# No more orders under 10



## 1776abe (Apr 8, 2019)

I had a jerk order food from 13 miles away and no tip and then asked if I will deliver to his room. Lol. I'm surprised he didn't ask for a bj while I'm there. Can't these people order closer to their hotel or at least tip. I am done with any order less than 10 bucks. I will be cherry picking everything for now on.

As I said in a previous post I don't know how everyone can make money on a order long term.The guy probably was charged alot since it was far away so he decided no tip. This whole thing will collapse eventually. I already threw my Postmates card away and won't drive for them again.


----------



## amazinghl (Oct 31, 2018)

13miles with no tip get me less than $5 with GH, I'd decline right away.


----------



## Goongpad77 (Dec 6, 2017)

Yeppers... GH is FOOKIN up bigtime... dumb company to say the least. I'm just riding it out..

There getting desperate because merchants are dropping them.. it creates a poor customer and driver experience.

I'm so sick of no tip and app delivery customers too!

Gig companies need to implement a service fee of $5 or 20% which ever is greater.

Do away with the tipping language... charge a delivery fee for the company and pay us a base pay and guarantee us the service fee... considering the fact that we have the right to reject these offers. We are not employees. It might filter out some customers that would otherwise not place a small order, but in the end it would clean up the service.

They've ruined the experience so bad because they don't understand how to retain customers through ultimate customer service!

Not to mention they piss off merchants royally when orders don't get picked up. They shoot themselves in the foot. If we were employees then yes we would not be able to reject orders because it would cost us our job.
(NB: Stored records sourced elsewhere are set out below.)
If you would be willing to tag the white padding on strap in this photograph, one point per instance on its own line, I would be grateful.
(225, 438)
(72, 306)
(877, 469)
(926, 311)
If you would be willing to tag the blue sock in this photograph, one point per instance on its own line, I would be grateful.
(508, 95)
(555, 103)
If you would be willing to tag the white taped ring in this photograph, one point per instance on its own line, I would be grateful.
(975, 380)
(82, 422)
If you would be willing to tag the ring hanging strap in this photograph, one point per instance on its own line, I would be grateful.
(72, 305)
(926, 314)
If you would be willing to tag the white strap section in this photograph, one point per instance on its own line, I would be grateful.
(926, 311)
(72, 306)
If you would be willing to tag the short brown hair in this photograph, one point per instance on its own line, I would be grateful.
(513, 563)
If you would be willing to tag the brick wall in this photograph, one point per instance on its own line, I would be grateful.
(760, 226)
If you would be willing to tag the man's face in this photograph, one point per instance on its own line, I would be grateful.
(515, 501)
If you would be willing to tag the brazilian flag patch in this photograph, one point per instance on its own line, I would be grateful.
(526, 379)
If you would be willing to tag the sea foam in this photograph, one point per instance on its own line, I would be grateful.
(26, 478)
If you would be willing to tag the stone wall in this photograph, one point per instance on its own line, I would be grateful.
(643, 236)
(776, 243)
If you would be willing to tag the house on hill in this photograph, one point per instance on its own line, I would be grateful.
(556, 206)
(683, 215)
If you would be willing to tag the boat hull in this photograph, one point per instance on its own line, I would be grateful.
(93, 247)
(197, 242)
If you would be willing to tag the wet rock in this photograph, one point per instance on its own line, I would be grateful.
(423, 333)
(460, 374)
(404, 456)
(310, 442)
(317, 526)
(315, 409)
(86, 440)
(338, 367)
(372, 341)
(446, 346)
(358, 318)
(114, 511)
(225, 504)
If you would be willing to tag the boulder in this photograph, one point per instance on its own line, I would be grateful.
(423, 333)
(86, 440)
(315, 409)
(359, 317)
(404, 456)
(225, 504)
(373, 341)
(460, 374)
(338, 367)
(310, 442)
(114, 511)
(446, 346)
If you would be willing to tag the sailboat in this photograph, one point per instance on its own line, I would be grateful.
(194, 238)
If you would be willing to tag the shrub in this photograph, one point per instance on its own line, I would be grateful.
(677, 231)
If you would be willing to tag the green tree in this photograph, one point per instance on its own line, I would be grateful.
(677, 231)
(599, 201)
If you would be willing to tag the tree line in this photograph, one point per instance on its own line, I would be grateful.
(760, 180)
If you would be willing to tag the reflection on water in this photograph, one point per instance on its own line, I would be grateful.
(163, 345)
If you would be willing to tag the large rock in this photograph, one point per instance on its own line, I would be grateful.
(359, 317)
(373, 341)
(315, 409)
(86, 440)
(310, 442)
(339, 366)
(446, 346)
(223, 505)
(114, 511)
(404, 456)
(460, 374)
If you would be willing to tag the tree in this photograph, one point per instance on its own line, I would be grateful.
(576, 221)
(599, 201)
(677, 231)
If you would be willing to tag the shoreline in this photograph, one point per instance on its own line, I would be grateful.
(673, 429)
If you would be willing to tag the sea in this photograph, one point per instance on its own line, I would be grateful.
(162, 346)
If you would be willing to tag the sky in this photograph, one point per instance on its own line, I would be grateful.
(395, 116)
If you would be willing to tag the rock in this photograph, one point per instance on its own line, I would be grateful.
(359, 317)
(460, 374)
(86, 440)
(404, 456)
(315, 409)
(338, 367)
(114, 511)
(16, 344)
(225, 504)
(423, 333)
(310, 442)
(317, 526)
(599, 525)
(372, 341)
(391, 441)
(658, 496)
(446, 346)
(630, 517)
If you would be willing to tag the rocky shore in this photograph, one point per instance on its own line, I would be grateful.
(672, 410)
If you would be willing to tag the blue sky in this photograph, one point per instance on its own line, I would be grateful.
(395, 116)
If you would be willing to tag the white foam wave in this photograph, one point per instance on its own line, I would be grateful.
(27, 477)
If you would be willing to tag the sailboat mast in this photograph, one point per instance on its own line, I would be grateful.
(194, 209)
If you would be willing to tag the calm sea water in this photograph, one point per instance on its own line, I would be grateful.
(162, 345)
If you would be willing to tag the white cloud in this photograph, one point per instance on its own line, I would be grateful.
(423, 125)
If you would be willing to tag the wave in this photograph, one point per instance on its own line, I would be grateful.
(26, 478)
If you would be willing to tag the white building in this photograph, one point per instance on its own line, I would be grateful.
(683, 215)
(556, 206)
The law the law!! the reject button has to be there no matter how hard they try to trick you in to losing money and doing shitty offers!


----------



## Solid 5 (Aug 24, 2018)

Ummm PM orders don't tip right away, sometimes it takes days to show up on your app


----------



## 1776abe (Apr 8, 2019)

My last 3 orders on pm was 3.. 3.50.. and 4.25. not one of them tipped. It was 2 weeks ago. I threw my card away. At least with gh I know what I'm getting and if I get screwed with a 13 mile run at least it wasn't for 4 bucks


----------



## Uberdriver2710 (Jul 15, 2015)

#lowpaynoway


----------



## Solid 5 (Aug 24, 2018)

1776abe said:


> My last 3 orders on pm was 3.. 3.50.. and 4.25. not one of them tipped. It was 2 weeks ago. I threw my card away. At least with gh I know what I'm getting and if I get screwed with a 13 mile run at least it wasn't for 4 bucks


I stopped doing PM due to the fact that the vast majority of restaurants make you order when you get there. Not going to wait at a pizza place on a Saturday night for half an hour for a pizza to deliver 1.5 miles to some lazy millennial on the 4th floor


----------



## mbd (Aug 27, 2018)

Impossible whopper- good burger, surprised , tastes like reg whopper ?


----------



## dlearl476 (Oct 3, 2017)

My cutoff is $5. Ever since GH changed their pay model, I get a few $4-$5 offers daily. Nope, not doing it.

The good news? After a lull at the beginning of summer, it's picking back up. Drove 6 hours yesterday and it was pretty much non-stop. Ended up averaging ~$15/hr. which is fine when I'm driving my 40mpg car. Can't wait until school starts again.


----------



## Uberdriver2710 (Jul 15, 2015)

dlearl476 said:


> My cutoff is $5. Ever since GH changed their pay model, I get a few $4-$5 offers daily. Nope, not doing it.
> 
> The good news? After a lull at the beginning of summer, it's picking back up. Drove 6 hours yesterday and it was pretty much non-stop. Ended up averaging ~$15/hr. which is fine when I'm driving my 40mpg car. Can't wait until school starts again.


Woo hoo!!!!

+$10 means more money and less miles!

I'll sit and wait, I have a laptop and a nintendo switch with Zelda BOTW!!!


----------



## Teksaz (Mar 16, 2015)

Uberdriver2710 said:


> I'll sit and wait, I have a laptop and a nintendo switch with Zelda BOTW!!!


What do you make, about $40 bucks a day lol


----------



## Uberdriver2710 (Jul 15, 2015)

Teksaz said:


> What do you make, about $40 bucks a day lol


Lolz!!! It's slow right now! normal days are $60...$80...occasionally $140...it really depends on the day...


----------



## Brokenglass400 (Jul 3, 2017)

dlearl476 said:


> My cutoff is $5. Ever since GH changed their pay model, I get a few $4-$5 offers daily. Nope, not doing it.
> 
> The good news? After a lull at the beginning of summer, it's picking back up. Drove 6 hours yesterday and it was pretty much non-stop. Ended up averaging ~$15/hr. which is fine when I'm driving my 40mpg car. Can't wait until school starts again.


15? is that after gas and expenses?


----------